Андрей вспомнил о классном часе, на котором поднималась тема общественной пользы: что нужно делать каждому человеку, чтобы быть по-настоящему нужным людям, ведь страшно подумать о том, что ты можешь просто просуществовать до старости, не сделав ничего… А сделать хотелось многое, и все казалось возможным. Когда его спросили, что он думает по этому поводу, Андрей сказал, что обязательно надо заниматься любимым делом — делом, которое ты знаешь и которое будет не просто работой, а смыслом жизни.
— А если в жизни случится так, что тебе не удастся заниматься тем, о чем ты мечтаешь? — спросила его учительница.
Андрей, грезивший об изучении Арктики, тогда замялся и покраснел. От одной мысли о том, что он не сможет стать геологом и работать за Полярным кругом, ему стало не по себе, и он промямлил что-то невнятное и сел на свое место. Конечно, другие ребята его поддержали, и раздались возгласы, что надо стремиться, много учиться, и тогда ты добьешься своей цели, но учительница поднятием руки прекратила возбужденный гул и попросила каждого из учеников задуматься о простой истине: неважно, что ты делаешь, неважно, соответствует ли это твоей мечте или нет, ты должен делать это на совесть, а если не получается, то придется заняться чем-то другим. В жизни может случиться всякое, и мечта не всегда становится явью, но, что бы ты ни делал, где бы ни работал, всегда оставайся человеком и работай честно, на благо людей.
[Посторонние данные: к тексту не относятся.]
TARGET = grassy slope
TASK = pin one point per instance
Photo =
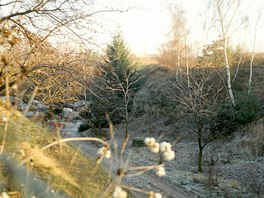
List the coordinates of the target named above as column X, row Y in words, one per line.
column 64, row 169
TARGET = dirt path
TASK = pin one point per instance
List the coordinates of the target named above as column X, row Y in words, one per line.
column 146, row 181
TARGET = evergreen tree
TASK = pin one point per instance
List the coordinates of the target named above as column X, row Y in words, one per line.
column 115, row 87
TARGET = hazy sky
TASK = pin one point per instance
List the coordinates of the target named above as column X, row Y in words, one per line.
column 147, row 24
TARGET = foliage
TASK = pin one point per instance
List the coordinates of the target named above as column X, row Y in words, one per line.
column 213, row 55
column 113, row 90
column 228, row 119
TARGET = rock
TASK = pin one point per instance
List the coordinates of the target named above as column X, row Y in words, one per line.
column 68, row 114
column 81, row 103
column 12, row 99
column 30, row 114
column 22, row 106
column 138, row 143
column 39, row 106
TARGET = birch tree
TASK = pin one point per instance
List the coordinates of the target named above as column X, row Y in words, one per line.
column 226, row 13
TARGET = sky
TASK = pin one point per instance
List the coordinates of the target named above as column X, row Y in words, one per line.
column 146, row 24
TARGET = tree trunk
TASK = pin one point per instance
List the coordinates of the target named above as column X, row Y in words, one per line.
column 200, row 152
column 200, row 155
column 228, row 76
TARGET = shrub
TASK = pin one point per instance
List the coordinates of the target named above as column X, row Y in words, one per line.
column 228, row 118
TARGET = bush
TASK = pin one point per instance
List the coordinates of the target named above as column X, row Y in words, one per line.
column 228, row 118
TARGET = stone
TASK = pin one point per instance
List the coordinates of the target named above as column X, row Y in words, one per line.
column 22, row 106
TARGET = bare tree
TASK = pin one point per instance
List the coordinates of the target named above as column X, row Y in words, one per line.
column 226, row 13
column 28, row 27
column 253, row 53
column 198, row 99
column 176, row 52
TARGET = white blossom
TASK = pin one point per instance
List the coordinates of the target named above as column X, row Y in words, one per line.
column 119, row 193
column 150, row 141
column 155, row 147
column 169, row 155
column 108, row 154
column 158, row 195
column 165, row 146
column 161, row 172
column 101, row 151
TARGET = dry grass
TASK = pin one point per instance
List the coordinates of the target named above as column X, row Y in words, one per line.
column 64, row 168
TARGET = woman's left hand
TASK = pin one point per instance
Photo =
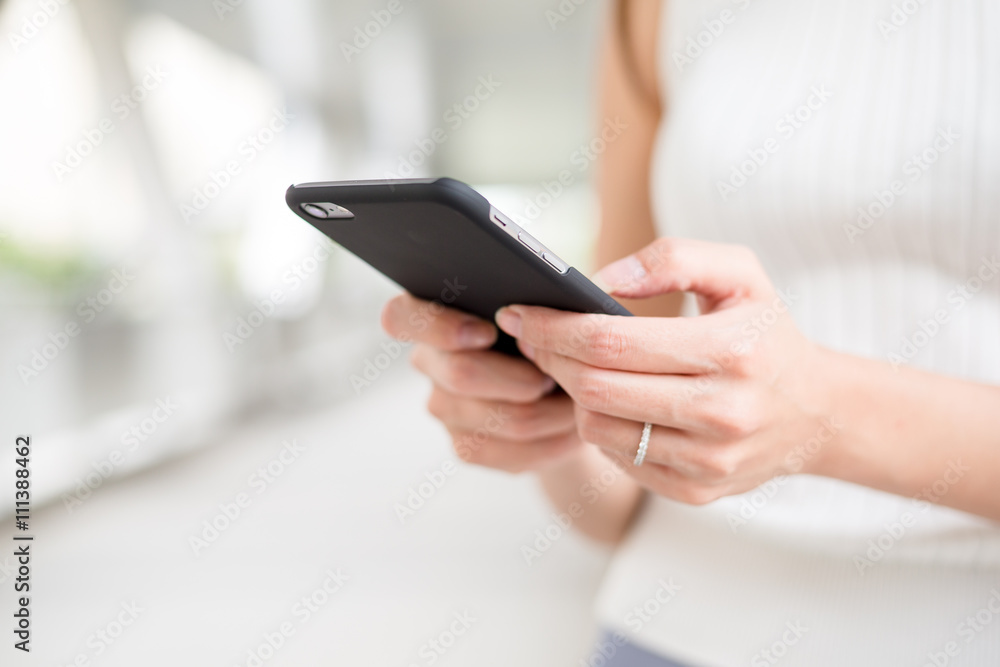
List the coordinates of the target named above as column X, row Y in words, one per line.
column 734, row 394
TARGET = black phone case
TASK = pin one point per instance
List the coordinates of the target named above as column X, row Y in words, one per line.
column 435, row 238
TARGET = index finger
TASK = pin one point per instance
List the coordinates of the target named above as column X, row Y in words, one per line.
column 678, row 345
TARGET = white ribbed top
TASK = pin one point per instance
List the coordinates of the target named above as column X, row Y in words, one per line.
column 918, row 108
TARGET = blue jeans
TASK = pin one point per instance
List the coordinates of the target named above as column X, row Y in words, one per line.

Андрей и сам понимал, что в жизни может случиться всякое, но тогда ему совсем не хотелось об этом думать. Он серьезно готовился к поступлению в институт, читал массу нужной литературы и даже создал дома что-то вроде коллекции минералов, которые собирал в разных поездках. Все остальное интересовало его не так сильно. Впрочем, он обожал читать. Ничего особенного в этом хобби не было, разве что, кроме классики и приключенческой литературы, Андрей предпочитал книги о первопроходцах, путешественниках, смелых ученых и экспериментаторах. Родители одобряли его выбор профессии, а некоторые друзья и приятели с удовольствием слушали, как он рассказывал им о Земле Франца-Иосифа и Новой Земле с их пустынными пейзажами, скалами, пургами и холодными морями.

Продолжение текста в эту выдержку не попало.